While many ant keepers happily keep both exotic and native ant species, there are many who also believe that keeping to the species you would find naturally in your region is the more ecologically responsible way to keep ants. In countries like the US, there are even laws to back up this approach, with bans even on taking ants across state boundaries.
It’s only natural, as ant enthusiasts, to be interested in different species of ants, and the more exotic and rare they are, the more they may appeal to some keepers. For those of us in regions where ants go into diapause over the cooler months, there is little to do and little to see in native colonies, so having an exotic colony or two can give us a little ant fix over the winter months.

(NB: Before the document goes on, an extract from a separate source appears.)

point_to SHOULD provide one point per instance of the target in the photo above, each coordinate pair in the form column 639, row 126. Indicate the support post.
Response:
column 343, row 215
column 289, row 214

As these species generally come from warmer climates, they will often need a little extra warmth during cooler weather. Learning to care for these different species with their different needs helps in developing a keeper’s own skills and experience, especially with some of the more difficult-to-keep species. This means that you may have to invest in equipment like heating mats and thermometers to keep these colonies comfortable. Exotic species are also generally more expensive to purchase than native species,, although this obviously depends on the size of the colony, how common the species is, and how popular they are.
In addition to any legal considerations there may be in your local region, ant keepers with exotic colonies in their collections also have a responsibility to ensure that these colonies do not escape to potentially impact the local environment. As demonstrated by such invasive species as Argentine ants (Linepithema humile) and red imported fire ants (Solenopsis invicta), the potential consequences of exotic species escaping and becoming entrenched in non-native regions can be dire, resulting in significant damage to local wildlife, property, and more. This can be as a result of physical destruction, competition with native species or through disease.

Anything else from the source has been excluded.